Hey @roumenf ! Thanks for your reply, it helped me make some progress. Unfortunately, I still can’t get it to work. I can get the bounding boxes to display, but only if I lower the confidence threshold to almost 0 and then they appear all over the place which make me think that no actual object detection is happening. I am starting to think that, since the original project was built on Barracuda and that according to the doc, Barracuda enforce NHWC (channel last), while Sentis, by default, seems to target NCHW(channel first) then it just break. I am still unsure whether that order is somehow hardcoded within the shaders of the original project which could be the issue… Any Idea?
Based on the original Barracuda code found here, this is my Sentis version of the ObjectDetector class:
using System.Collections.Generic;
using Unity.Sentis;
using UnityEngine;
namespace TinyYoloV2
{
public sealed class ObjectDetector : System.IDisposable
{
#region Internal objects
ResourceSet _resources;
ComputeBuffer _preBuffer;
ComputeBuffer _post1Buffer;
ComputeBuffer _post2Buffer;
ComputeBuffer _countBuffer;
ComputeBuffer tensorBuffer;
Tensor tensor;
IWorker _worker;
#endregion
#region Public constructor
public ObjectDetector(ResourceSet resources)
{
_resources = resources;
var imageSize = Config.ImageSize;
tensor = TensorFloat.Zeros(new TensorShape(1, 3, imageSize, imageSize));
tensorBuffer = ComputeTensorData.Pin(tensor).buffer;
_preBuffer = new ComputeBuffer(Config.InputSize, sizeof(float));
_post1Buffer = new ComputeBuffer
(Config.MaxDetection, BoundingBox.Size, ComputeBufferType.Append);
_post2Buffer = new ComputeBuffer
(Config.MaxDetection, BoundingBox.Size, ComputeBufferType.Append);
_countBuffer = new ComputeBuffer
(1, sizeof(uint), ComputeBufferType.Raw);
_worker = WorkerFactory.CreateWorker(BackendType.GPUCompute, ModelLoader.Load(_resources.model));
}
#endregion
#region IDisposable implementation
public void Dispose()
{
tensor?.Dispose();
tensorBuffer?.Dispose();
tensorBuffer = null;
_preBuffer?.Dispose();
_preBuffer = null;
_post1Buffer?.Dispose();
_post1Buffer = null;
_post2Buffer?.Dispose();
_post2Buffer = null;
_countBuffer?.Dispose();
_countBuffer = null;
_worker?.Dispose();
_worker = null;
}
#endregion
#region Public accessors
public ComputeBuffer BoundingBoxBuffer
=> _post2Buffer;
public void SetIndirectDrawCount(ComputeBuffer drawArgs)

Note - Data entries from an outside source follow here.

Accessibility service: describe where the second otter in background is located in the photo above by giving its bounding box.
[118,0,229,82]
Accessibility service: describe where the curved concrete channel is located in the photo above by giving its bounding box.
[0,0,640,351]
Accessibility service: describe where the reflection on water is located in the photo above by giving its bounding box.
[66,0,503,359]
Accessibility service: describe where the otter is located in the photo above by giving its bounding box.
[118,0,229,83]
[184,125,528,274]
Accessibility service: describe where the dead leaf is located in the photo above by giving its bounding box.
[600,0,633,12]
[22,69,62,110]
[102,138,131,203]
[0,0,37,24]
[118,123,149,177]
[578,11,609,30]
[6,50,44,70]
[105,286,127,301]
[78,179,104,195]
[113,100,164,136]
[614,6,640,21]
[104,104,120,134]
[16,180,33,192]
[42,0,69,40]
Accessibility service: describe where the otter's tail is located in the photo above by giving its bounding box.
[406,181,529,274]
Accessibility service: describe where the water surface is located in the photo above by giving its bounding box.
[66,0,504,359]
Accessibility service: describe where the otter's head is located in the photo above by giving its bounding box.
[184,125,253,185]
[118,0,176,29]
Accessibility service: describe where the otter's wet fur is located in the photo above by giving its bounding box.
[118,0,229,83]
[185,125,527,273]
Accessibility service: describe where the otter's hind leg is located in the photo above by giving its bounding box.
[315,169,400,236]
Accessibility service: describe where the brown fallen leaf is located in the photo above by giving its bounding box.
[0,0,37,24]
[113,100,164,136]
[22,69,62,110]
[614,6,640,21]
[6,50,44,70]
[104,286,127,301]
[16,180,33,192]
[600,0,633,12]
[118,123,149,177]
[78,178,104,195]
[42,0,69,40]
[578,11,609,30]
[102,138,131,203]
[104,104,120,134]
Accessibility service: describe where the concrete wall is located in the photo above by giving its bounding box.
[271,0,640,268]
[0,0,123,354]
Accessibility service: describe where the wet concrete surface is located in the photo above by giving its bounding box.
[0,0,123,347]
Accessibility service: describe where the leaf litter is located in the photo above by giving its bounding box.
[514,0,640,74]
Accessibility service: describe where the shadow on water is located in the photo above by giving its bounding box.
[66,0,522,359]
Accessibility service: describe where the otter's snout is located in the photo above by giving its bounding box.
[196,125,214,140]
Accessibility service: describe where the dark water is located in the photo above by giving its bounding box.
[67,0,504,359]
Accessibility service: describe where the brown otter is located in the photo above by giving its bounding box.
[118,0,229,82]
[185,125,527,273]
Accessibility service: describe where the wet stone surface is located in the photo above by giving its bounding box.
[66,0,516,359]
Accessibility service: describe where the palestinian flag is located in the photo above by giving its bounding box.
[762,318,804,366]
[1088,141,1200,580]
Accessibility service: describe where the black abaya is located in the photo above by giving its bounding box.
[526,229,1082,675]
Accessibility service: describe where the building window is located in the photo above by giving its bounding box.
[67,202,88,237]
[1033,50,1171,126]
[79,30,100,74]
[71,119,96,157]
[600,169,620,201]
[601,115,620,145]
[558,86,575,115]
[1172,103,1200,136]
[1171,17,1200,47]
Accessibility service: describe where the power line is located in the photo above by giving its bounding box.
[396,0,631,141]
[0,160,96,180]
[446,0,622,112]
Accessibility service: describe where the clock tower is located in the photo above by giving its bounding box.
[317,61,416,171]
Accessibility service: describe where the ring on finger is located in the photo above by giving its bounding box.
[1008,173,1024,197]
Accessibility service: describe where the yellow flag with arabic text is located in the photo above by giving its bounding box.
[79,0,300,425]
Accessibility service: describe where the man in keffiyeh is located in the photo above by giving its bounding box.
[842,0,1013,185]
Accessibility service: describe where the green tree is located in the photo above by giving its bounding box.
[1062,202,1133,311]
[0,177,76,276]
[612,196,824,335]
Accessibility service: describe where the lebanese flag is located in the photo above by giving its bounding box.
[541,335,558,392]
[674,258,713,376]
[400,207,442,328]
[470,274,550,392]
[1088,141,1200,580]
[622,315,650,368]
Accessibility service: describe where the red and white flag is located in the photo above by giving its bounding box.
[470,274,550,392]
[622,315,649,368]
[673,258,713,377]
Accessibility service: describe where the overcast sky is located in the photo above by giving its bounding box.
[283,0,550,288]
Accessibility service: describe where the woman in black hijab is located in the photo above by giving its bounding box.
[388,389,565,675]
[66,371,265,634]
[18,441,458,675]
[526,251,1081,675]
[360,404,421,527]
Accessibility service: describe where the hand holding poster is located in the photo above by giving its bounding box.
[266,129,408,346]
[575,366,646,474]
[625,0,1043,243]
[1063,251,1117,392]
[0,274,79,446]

=> ComputeBuffer.CopyCount(_post2Buffer, drawArgs, sizeof(uint));
public IEnumerable<BoundingBox> DetectedObjects
=> _post2ReadCache ?? UpdatePost2ReadCache();
#endregion
#region Main image processing function
public void ProcessImage
(Texture sourceTexture, float scoreThreshold, float overlapThreshold)
{
// Reset the compute buffer counters.
_post1Buffer.SetCounterValue(0);
_post2Buffer.SetCounterValue(0);
int[] _preBuffData = new int[_preBuffer.count];
_preBuffer.GetData(_preBuffData);
tensorBuffer.SetData(_preBuffData);
// Preprocessing
var pre = _resources.preprocess;
pre.SetTexture(0, "_Texture", sourceTexture);
pre.SetBuffer(0, "_Tensor", tensorBuffer);
pre.SetInt("_ImageSize", Config.ImageSize);
pre.Dispatch(0, Config.ImageSize / 8, Config.ImageSize / 8, 1);
_worker.Execute(tensor);
// Output tensor (13x13x125) -> Temporary render texture (125x169)
var reshape = new TensorShape
(1, Config.TotalCells, Config.OutputPerCell, 1);
var reshapedRT = RenderTexture.GetTemporary
(125, 169, 0, RenderTextureFormat.RFloat);
var outputTensor = _worker.PeekOutput().ShallowReshape(reshape);
TextureConverter.RenderToTexture(outputTensor as TensorFloat, reshapedRT);
// 1st postprocess (bounding box aggregation)
var post1 = _resources.postprocess1;
post1.SetFloat("_Threshold", scoreThreshold);
post1.SetTexture(0, "_Input", reshapedRT);
post1.SetBuffer(0, "_Output", _post1Buffer);
post1.Dispatch(0, 1, 1, 1);
RenderTexture.ReleaseTemporary(reshapedRT);
// Bounding box count
ComputeBuffer.CopyCount(_post1Buffer, _countBuffer, 0);
// 2nd postprocess (overlap removal)
var post2 = _resources.postprocess2;
post2.SetFloat("_Threshold", overlapThreshold);
post2.SetBuffer(0, "_Input", _post1Buffer);
post2.SetBuffer(0, "_Count", _countBuffer);
post2.SetBuffer(0, "_Output", _post2Buffer);
post2.Dispatch(0, 1, 1, 1);
Debug.Log(_post2Buffer.count);
// Bounding box count after removal
ComputeBuffer.CopyCount(_post2Buffer, _countBuffer, 0);
// Read cache invalidation
_post2ReadCache = null;
}
#endregion
#region GPU to CPU readback function
BoundingBox[] _post2ReadCache;
int[] _countReadCache = new int[1];
BoundingBox[] UpdatePost2ReadCache()
{
_countBuffer.GetData(_countReadCache, 0, 0, 1);
var buffer = new BoundingBox[_countReadCache[0]];
_post2Buffer.GetData(buffer, 0, 0, buffer.Length);
Debug.Log(buffer.Length);
return buffer;
}
#endregion
}
} // namespace TinyYoloV2